Il y a en effet de la place pour se laisser surprendre... un entretien qui de l'avis du thérapeute comme du client s'est mal passé qui a un impact qui continuera de se diffuser des années après, une remarque non préméditée de Rogers qui fait fondre en larmes un client qui malgré sa tristesse insoutenable semblait peu réceptif à l'entretien, l'intégration de dessins de la cliente dans l'entretien qui sera en fait contreproductif, la cliente n'étant ni tout à fait avec ses dessins, ni tout à fait avec Carl Rogers, ... Rogers prend avec le temps de plus en plus de libertés avec son propre cadre, mais le fait que ses initiatives fonctionnent viennent, selon les commentateur·ice·s et semble-t-il selon l'intéressé, de l'intensité de sa présence empathique mais aussi de son expérience (on peut donc argumenter que s'il peut se permettre ces sorties du cadre, c'est en partie parce qu'il a longtemps su s'astreindre à y rester).

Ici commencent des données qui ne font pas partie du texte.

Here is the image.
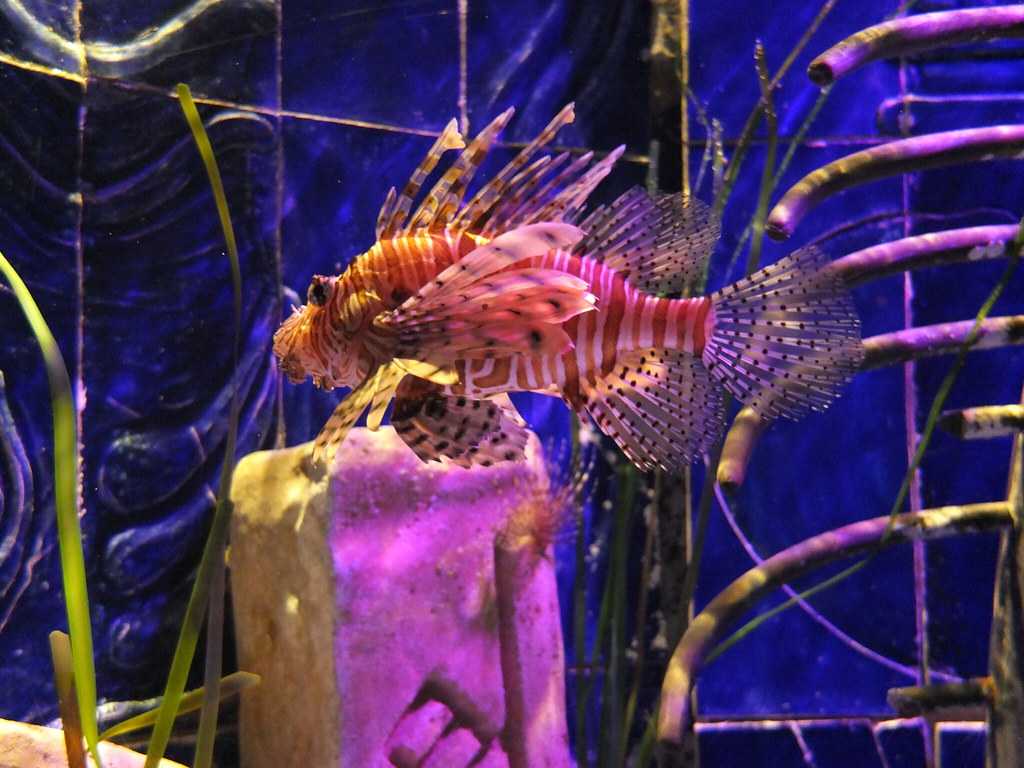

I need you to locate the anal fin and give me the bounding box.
[581,349,725,472]
[391,376,529,468]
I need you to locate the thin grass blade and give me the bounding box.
[177,83,242,768]
[50,630,85,768]
[0,253,101,768]
[145,84,242,768]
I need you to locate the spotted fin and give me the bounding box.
[374,223,596,365]
[377,119,466,241]
[581,349,725,472]
[313,368,384,464]
[574,187,721,294]
[391,377,528,467]
[481,146,626,237]
[394,222,584,305]
[367,360,406,432]
[453,103,575,231]
[392,359,459,386]
[702,247,863,419]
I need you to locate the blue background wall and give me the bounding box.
[0,0,1024,767]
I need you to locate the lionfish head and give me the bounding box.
[273,274,362,389]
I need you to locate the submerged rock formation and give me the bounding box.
[230,428,571,768]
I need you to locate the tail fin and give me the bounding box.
[702,247,863,419]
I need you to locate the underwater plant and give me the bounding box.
[0,253,102,768]
[658,6,1024,766]
[0,85,258,768]
[273,104,861,471]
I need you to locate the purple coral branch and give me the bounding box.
[939,406,1024,440]
[861,314,1024,370]
[886,677,995,720]
[657,502,1013,743]
[825,224,1020,287]
[766,125,1024,240]
[985,382,1024,768]
[718,315,1024,489]
[807,5,1024,86]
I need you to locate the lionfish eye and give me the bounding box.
[306,278,327,306]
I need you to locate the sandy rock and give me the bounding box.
[0,720,184,768]
[230,428,571,768]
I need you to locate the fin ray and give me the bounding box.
[702,246,863,419]
[391,377,529,468]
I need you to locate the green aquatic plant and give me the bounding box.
[50,630,85,768]
[145,84,242,768]
[0,253,102,768]
[641,10,1024,764]
[99,672,259,741]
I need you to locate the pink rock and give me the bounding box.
[230,428,571,768]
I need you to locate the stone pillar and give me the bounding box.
[229,428,571,768]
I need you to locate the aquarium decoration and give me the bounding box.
[0,0,1024,768]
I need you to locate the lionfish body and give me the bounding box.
[274,104,861,470]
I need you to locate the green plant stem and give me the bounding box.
[0,253,102,768]
[705,234,1024,667]
[145,84,242,768]
[746,40,778,274]
[595,464,637,768]
[623,470,665,753]
[99,672,259,741]
[50,630,86,768]
[725,85,833,282]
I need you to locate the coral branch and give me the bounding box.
[826,224,1019,287]
[886,677,995,720]
[939,406,1024,440]
[767,125,1024,240]
[657,502,1012,743]
[861,314,1024,369]
[718,407,771,489]
[807,5,1024,86]
[985,382,1024,768]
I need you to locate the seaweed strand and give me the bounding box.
[145,84,242,768]
[706,228,1024,679]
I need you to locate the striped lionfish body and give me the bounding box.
[273,104,861,470]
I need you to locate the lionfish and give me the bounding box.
[273,104,861,471]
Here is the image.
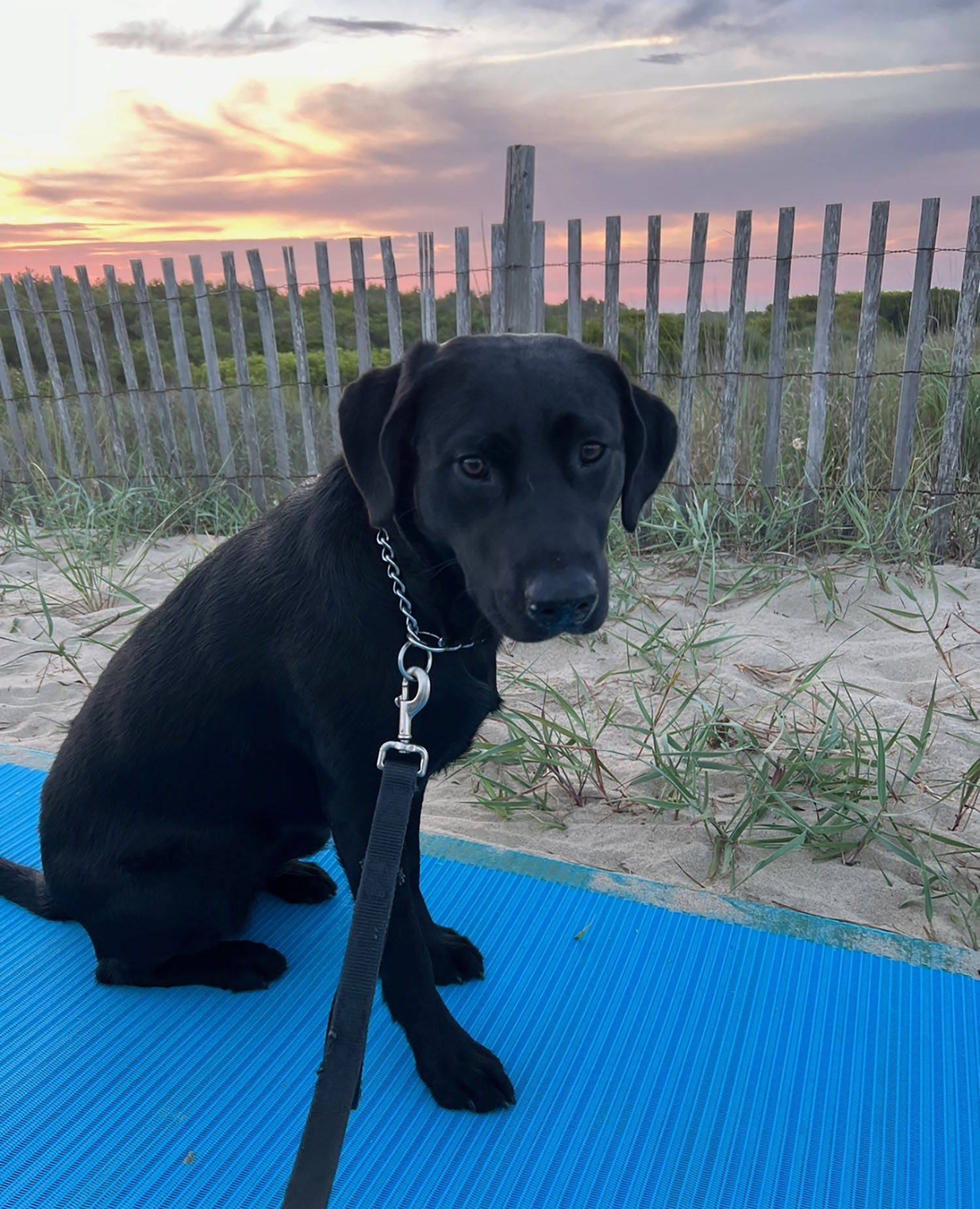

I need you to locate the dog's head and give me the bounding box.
[341,336,677,642]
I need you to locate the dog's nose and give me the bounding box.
[525,569,599,633]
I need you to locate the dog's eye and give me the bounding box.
[459,455,489,479]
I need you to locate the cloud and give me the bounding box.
[93,0,310,58]
[474,34,677,63]
[9,71,980,269]
[602,56,980,97]
[309,17,459,35]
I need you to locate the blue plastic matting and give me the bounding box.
[0,765,980,1209]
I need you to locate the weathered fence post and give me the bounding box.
[350,238,371,374]
[531,220,545,331]
[714,210,751,501]
[418,231,438,344]
[75,265,128,481]
[101,265,158,479]
[566,219,582,340]
[929,195,980,559]
[674,213,708,509]
[20,273,82,482]
[245,248,293,496]
[0,329,34,488]
[189,256,238,502]
[762,206,796,505]
[159,256,210,491]
[847,202,889,491]
[639,214,660,391]
[491,222,506,336]
[381,235,405,365]
[889,197,939,505]
[50,265,108,499]
[221,252,269,512]
[313,240,341,454]
[455,227,471,336]
[504,144,534,331]
[4,273,58,485]
[602,214,620,360]
[804,202,841,525]
[283,246,320,475]
[129,260,186,482]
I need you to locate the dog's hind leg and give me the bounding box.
[95,940,286,990]
[84,870,286,990]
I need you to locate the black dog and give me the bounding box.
[0,336,677,1112]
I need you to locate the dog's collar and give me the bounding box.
[377,527,476,655]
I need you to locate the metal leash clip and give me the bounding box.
[378,642,433,776]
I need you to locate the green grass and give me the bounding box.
[0,309,980,948]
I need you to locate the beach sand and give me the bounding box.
[0,537,980,946]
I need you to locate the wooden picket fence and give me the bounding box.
[0,146,980,556]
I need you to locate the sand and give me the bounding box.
[0,536,980,946]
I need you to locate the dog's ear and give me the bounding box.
[340,341,438,528]
[621,375,677,533]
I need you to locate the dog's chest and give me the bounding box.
[412,659,500,774]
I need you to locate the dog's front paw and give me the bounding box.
[266,861,337,903]
[416,1025,517,1112]
[425,923,483,987]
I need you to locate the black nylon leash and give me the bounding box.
[282,751,419,1209]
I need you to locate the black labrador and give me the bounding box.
[0,336,677,1112]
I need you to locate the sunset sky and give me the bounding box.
[0,0,980,308]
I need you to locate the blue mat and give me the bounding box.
[0,765,980,1209]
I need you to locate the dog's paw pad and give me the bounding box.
[266,861,337,903]
[416,1029,517,1112]
[425,925,483,987]
[215,940,286,990]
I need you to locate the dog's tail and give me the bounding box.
[0,856,69,921]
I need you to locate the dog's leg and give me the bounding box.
[83,862,286,990]
[95,940,286,990]
[265,861,337,903]
[330,784,515,1112]
[405,786,483,987]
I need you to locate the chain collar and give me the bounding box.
[377,528,476,657]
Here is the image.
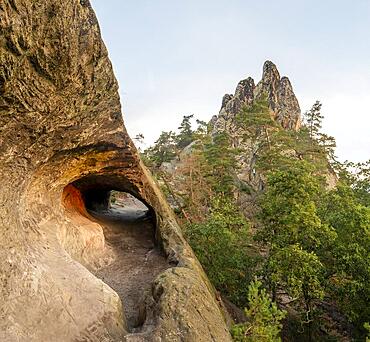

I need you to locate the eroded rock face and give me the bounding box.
[212,61,301,131]
[0,0,230,342]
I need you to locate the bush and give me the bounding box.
[185,196,253,307]
[231,281,286,342]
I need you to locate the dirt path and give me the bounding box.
[93,207,169,330]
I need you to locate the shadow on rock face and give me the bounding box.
[0,0,230,342]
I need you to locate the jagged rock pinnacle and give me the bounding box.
[213,61,301,131]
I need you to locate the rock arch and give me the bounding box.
[0,0,230,342]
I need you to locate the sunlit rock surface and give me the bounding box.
[0,0,230,342]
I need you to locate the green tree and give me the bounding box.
[255,160,336,340]
[319,184,370,331]
[185,196,253,306]
[231,281,286,342]
[144,131,176,168]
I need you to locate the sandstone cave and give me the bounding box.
[63,176,169,331]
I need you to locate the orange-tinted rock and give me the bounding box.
[0,0,230,342]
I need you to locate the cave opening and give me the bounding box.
[63,175,169,331]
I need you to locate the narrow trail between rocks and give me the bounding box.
[91,206,169,331]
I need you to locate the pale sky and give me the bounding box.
[91,0,370,161]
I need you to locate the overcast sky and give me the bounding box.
[91,0,370,161]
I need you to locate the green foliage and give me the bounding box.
[185,196,253,306]
[144,131,176,167]
[231,281,286,342]
[364,322,370,342]
[320,184,370,329]
[255,160,336,335]
[256,161,335,252]
[265,244,324,310]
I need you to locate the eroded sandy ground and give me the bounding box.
[92,206,169,330]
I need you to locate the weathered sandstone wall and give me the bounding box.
[0,0,230,342]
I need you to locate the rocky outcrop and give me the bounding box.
[0,0,230,342]
[212,61,301,131]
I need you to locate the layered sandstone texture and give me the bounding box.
[211,61,301,195]
[212,61,301,131]
[0,0,231,342]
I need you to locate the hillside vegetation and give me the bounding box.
[142,96,370,341]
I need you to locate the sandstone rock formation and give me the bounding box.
[0,0,231,342]
[212,61,301,131]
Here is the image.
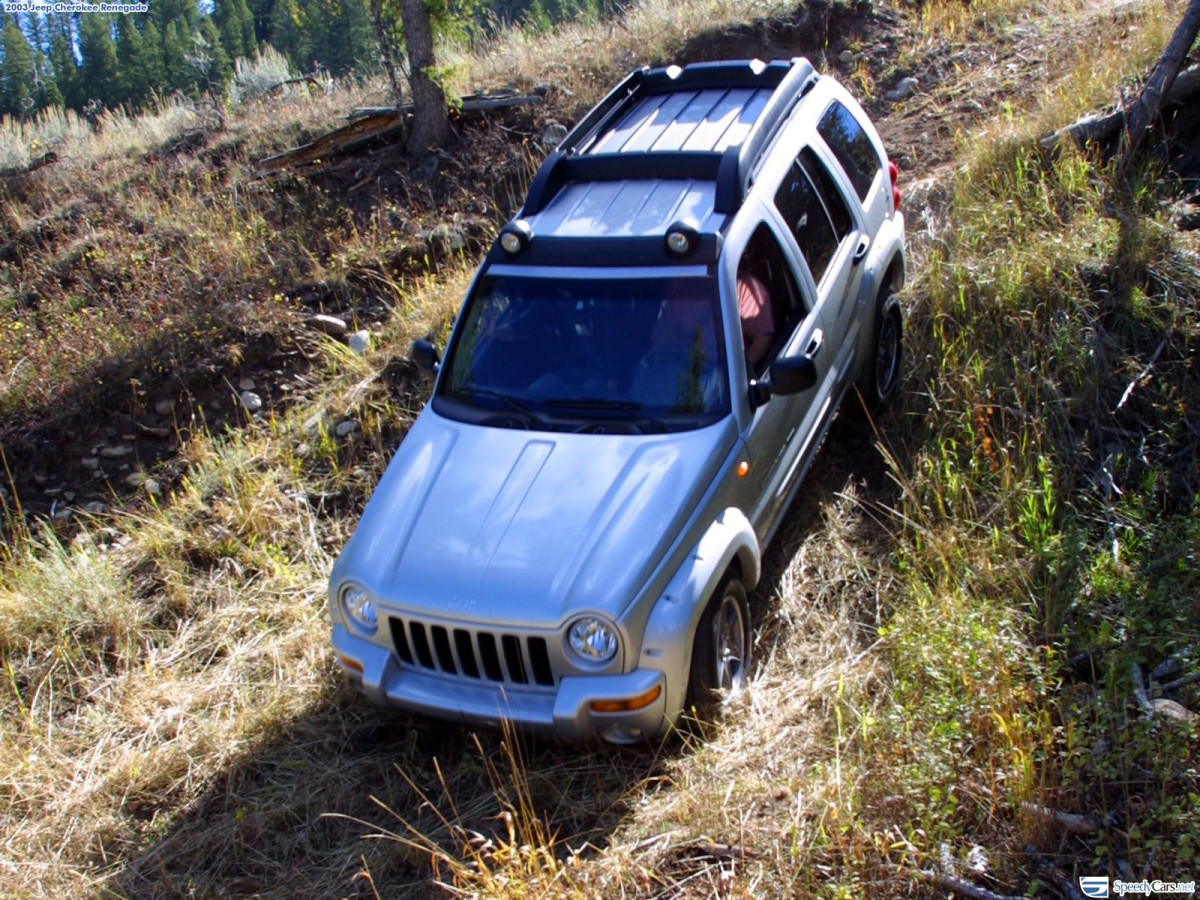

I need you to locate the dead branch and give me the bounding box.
[1158,672,1200,694]
[1025,844,1084,900]
[1038,66,1200,150]
[0,150,59,178]
[346,94,541,119]
[1021,803,1104,834]
[913,869,1020,900]
[1117,0,1200,168]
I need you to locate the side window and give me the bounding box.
[817,100,883,200]
[775,148,850,284]
[800,146,853,244]
[737,224,808,377]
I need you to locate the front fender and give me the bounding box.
[637,508,762,722]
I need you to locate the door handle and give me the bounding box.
[804,329,824,359]
[850,234,871,265]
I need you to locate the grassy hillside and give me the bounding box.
[0,0,1200,898]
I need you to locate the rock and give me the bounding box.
[304,313,346,337]
[304,413,330,438]
[883,76,920,103]
[541,122,568,150]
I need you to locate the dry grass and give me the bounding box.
[0,2,1200,898]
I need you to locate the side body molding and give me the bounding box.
[637,506,762,724]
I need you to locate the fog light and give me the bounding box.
[588,684,662,713]
[342,584,379,635]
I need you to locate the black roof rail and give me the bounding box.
[523,56,817,216]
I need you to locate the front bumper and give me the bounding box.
[332,624,666,744]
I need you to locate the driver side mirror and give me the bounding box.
[750,356,817,409]
[409,338,442,374]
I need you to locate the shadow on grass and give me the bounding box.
[93,408,892,898]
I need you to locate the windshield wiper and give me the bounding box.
[541,397,643,416]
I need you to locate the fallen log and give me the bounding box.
[0,150,59,178]
[1117,0,1200,168]
[261,95,541,178]
[1038,65,1200,150]
[346,94,541,119]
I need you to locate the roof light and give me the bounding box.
[500,218,533,257]
[666,222,700,257]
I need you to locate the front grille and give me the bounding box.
[388,616,557,688]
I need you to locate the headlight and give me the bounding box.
[566,617,617,662]
[342,586,379,635]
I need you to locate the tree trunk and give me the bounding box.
[400,0,448,156]
[1117,0,1200,169]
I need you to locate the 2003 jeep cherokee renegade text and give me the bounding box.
[329,59,905,743]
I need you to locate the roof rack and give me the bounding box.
[523,56,817,216]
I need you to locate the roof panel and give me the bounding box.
[620,91,696,154]
[650,90,727,150]
[588,94,670,154]
[713,90,772,152]
[532,180,720,238]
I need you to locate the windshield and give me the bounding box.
[438,275,728,433]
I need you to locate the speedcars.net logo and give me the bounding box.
[1079,875,1196,898]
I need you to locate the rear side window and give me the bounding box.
[775,148,851,284]
[817,100,883,200]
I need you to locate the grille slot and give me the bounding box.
[388,616,558,688]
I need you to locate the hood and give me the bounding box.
[334,407,737,626]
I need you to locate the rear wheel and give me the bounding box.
[688,572,750,719]
[858,288,904,413]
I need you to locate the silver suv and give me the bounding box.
[329,59,905,743]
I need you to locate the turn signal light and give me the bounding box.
[588,684,662,713]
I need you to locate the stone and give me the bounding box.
[304,313,346,337]
[541,122,568,150]
[239,391,263,413]
[883,76,920,103]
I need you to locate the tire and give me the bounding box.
[858,287,904,418]
[686,572,751,720]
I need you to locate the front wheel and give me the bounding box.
[858,288,904,413]
[688,574,751,719]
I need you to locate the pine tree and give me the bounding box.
[162,22,196,97]
[79,13,121,107]
[188,16,233,96]
[50,22,84,109]
[0,19,36,119]
[116,16,150,109]
[142,18,167,98]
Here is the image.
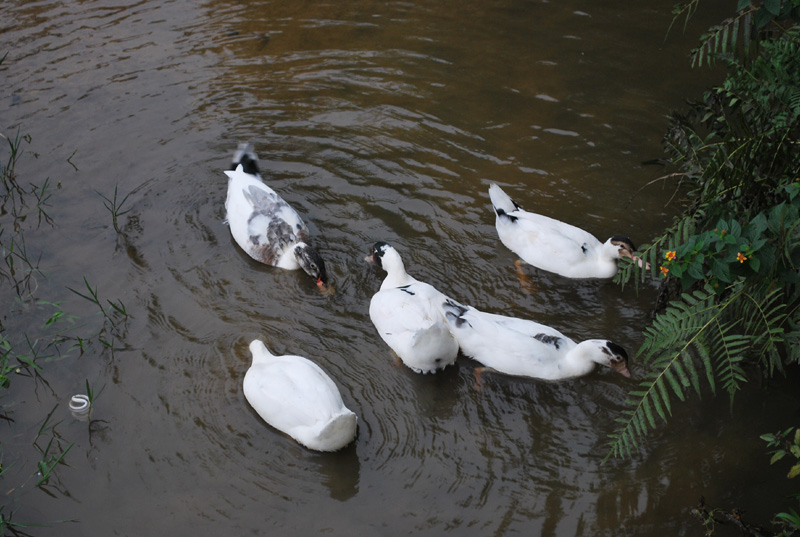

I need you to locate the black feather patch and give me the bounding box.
[443,298,472,328]
[495,203,519,223]
[398,285,417,296]
[533,334,561,350]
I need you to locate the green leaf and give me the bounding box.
[764,0,781,16]
[786,464,800,479]
[769,449,786,464]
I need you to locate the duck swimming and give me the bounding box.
[366,242,458,373]
[444,300,630,380]
[242,339,358,451]
[489,184,641,278]
[225,144,328,287]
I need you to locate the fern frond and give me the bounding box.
[609,282,753,455]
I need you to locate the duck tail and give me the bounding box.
[489,184,521,219]
[313,408,358,451]
[231,144,261,175]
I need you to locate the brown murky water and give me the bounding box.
[0,0,797,536]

Les erreurs pointées ne sont pas moins intéressantes : on peut par exemple voir Rogers ralentir au moment d'explorer la part d'ombre d'une cliente (dans un cas c'est fait de manière subtile, il s'attarde bien sur le ressenti douloureux de culpabilité sans en diminuer la violence, mais traite cette culpabilité comme un sentiment sans laisser d'espace à l'exploration, potentiellement, de sa véritable cause -on ne saura pas si la cliente a effectivement fait quelque chose de grave-), ou inviter à plusieurs reprises un client à exprimer sa colère, à s'autoriser à parler de façon vulgaire, alors que c'est un énorme inconfort pour lui (ce dernier entretien a été traduit par votre serviteur)
Plus qu'un simple recueil d'entretiens, ce qui serait déjà pas mal et un support pour une quantité certaine de travail, ce livre propose donc des outils bien précis pour affiner considérablement la compréhension des mécanismes de l'entretien ACP, et constitue une belle invitation, appuyée par des pistes concrètes, à chercher constamment à évoluer.